Petit avant-goût du prochain article (2)

Nota : ce texte n’est qu’un fragment d’un texte plus long à paraître bientôt sur le blog. Ces fragments que je donne régulièrement ici ne suivent pas nécessairement l’ordre du texte originel. Ils sont destinés à vous donner un « petit avant-goût » des thèmes abordés dans l’article complet, et à poser la réflexion à venir, en autorisant déjà discussions et débats.

 

sisyphecras

 

Lorsqu’il s’agit de théoriser l’acceptation de la souffrance, nous le faisons tout naturellement, en nous appuyant sur le stock culturel à notre disposition. Nous nous racontons une histoire, faite de l’association de divers éléments culturels, puisés dans notre univers privé ou lors de rencontres (école, tv, sport, cinéma, politique, arts, romans de SF ou de fantasy, essais, littérature).
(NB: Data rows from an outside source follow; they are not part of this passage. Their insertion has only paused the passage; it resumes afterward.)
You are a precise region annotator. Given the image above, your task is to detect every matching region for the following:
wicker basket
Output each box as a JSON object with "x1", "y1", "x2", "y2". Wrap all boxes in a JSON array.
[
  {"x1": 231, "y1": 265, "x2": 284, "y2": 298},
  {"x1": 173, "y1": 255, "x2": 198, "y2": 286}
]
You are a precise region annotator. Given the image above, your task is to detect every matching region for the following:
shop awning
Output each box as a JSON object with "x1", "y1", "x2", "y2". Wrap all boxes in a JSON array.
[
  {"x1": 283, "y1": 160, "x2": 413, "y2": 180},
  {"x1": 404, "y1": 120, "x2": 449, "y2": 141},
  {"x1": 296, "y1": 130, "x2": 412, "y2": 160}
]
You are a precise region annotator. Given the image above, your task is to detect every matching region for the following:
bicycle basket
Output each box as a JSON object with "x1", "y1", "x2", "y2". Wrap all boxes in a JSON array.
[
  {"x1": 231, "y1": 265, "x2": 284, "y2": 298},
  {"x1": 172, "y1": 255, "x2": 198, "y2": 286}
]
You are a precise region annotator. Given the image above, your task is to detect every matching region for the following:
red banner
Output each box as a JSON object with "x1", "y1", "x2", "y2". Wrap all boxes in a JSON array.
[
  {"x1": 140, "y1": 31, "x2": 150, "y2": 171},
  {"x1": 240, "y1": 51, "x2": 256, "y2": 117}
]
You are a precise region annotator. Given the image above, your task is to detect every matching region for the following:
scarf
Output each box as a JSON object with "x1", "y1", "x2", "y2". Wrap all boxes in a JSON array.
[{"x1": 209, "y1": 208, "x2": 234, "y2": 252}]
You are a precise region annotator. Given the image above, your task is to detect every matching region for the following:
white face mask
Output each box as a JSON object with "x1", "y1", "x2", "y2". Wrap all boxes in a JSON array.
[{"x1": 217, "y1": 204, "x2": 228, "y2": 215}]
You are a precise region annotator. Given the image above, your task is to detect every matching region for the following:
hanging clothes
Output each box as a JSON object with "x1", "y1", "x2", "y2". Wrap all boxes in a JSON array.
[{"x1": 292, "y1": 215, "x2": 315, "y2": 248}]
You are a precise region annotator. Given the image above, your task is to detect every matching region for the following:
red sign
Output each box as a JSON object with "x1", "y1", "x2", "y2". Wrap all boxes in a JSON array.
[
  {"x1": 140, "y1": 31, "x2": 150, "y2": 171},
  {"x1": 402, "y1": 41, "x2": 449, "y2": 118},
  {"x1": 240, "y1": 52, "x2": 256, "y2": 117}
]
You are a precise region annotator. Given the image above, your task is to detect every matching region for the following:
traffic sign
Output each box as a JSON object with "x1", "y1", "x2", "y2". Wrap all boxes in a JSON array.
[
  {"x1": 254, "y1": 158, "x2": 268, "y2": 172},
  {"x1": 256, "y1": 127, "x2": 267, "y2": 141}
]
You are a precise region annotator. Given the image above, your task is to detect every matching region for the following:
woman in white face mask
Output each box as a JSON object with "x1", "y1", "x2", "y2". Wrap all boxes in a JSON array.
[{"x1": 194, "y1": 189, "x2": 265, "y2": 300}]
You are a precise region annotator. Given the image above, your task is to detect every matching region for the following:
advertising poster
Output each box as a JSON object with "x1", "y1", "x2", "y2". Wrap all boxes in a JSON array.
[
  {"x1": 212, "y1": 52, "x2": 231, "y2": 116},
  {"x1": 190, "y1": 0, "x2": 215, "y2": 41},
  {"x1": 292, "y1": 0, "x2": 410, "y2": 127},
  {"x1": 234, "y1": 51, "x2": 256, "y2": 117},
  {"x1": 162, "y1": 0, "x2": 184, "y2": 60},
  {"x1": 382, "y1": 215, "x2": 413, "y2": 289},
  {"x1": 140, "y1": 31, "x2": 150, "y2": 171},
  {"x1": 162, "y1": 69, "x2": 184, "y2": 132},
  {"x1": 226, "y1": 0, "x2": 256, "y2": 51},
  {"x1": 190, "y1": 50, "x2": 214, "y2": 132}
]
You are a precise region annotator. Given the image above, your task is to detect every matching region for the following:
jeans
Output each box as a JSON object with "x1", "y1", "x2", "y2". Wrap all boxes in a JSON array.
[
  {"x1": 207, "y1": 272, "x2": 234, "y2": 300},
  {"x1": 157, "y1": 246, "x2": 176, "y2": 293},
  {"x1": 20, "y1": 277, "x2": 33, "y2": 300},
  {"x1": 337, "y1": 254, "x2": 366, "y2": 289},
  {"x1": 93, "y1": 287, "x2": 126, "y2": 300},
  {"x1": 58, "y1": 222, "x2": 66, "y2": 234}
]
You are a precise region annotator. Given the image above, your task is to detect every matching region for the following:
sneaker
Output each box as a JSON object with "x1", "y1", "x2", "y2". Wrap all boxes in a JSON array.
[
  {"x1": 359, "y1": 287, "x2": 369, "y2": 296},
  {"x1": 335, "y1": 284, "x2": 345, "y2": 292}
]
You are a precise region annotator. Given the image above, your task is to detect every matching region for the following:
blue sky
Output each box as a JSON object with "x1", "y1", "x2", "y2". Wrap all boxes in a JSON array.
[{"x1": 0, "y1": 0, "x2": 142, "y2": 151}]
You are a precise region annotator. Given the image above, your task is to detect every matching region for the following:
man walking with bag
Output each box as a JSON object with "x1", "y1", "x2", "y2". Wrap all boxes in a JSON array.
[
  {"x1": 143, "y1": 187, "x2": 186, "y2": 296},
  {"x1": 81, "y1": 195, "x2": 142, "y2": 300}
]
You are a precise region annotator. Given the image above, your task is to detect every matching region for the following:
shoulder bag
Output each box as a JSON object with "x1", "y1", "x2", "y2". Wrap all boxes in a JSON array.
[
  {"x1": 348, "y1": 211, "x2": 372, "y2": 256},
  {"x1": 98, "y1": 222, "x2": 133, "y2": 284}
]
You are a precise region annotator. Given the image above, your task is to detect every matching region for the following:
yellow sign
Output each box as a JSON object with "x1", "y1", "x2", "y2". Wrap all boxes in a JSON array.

L’histoire dominante de notre société, celle que la plupart des gens se racontent, ressemble à peu près à cela :
L’accès à l’information, pour tous, a rendu le monde petit, transparent, et a mis en relief son absurdité. Si autrefois, l’individu devait traverser une « vallée de larmes » (psaume 84) avant de pouvoir entrer dans la maison de Dieu, il n’est plus certain que cette traversée mène à la vie éternelle. Désemparé face à la mort de Dieu (Nietzsche), l’individu se révolte contre sa mortelle condition (Camus), et décide de lutter, en repoussant toujours les limites, en s’inventant un sens, au travers du dépassement constant de soi, pour accéder au surhomme. Il imite le christ, se sacrifiant pour accéder à un au-delà de lui-même. En s’imposant la douleur, en s’imposant de multiples épreuves desquelles il espère au final triompher (épopée), il échappe ainsi à l’ordre naturel de la soumission au monde, et récolte comme prix suprême le sentiment de maîtriser sa vie. C’est lui qui décide…
Mais les impondérables, le chaos qui règne sous les formes stables, l’affaiblissement programmé et visible de toute forme de vie, lui font conjointement ressentir qu’il est le jouet de forces qui le dépassent (tragédie). La fin de l’aspirant surhomme sera tragique, lorsque ce héros auto-désigné perdra la vie dans un dernier combat inégal, n’ayant pu repousser assez loin les limites, transmettant alors le flambeau aux suivants, la tâche de poursuivre la mission de l’homme révolté.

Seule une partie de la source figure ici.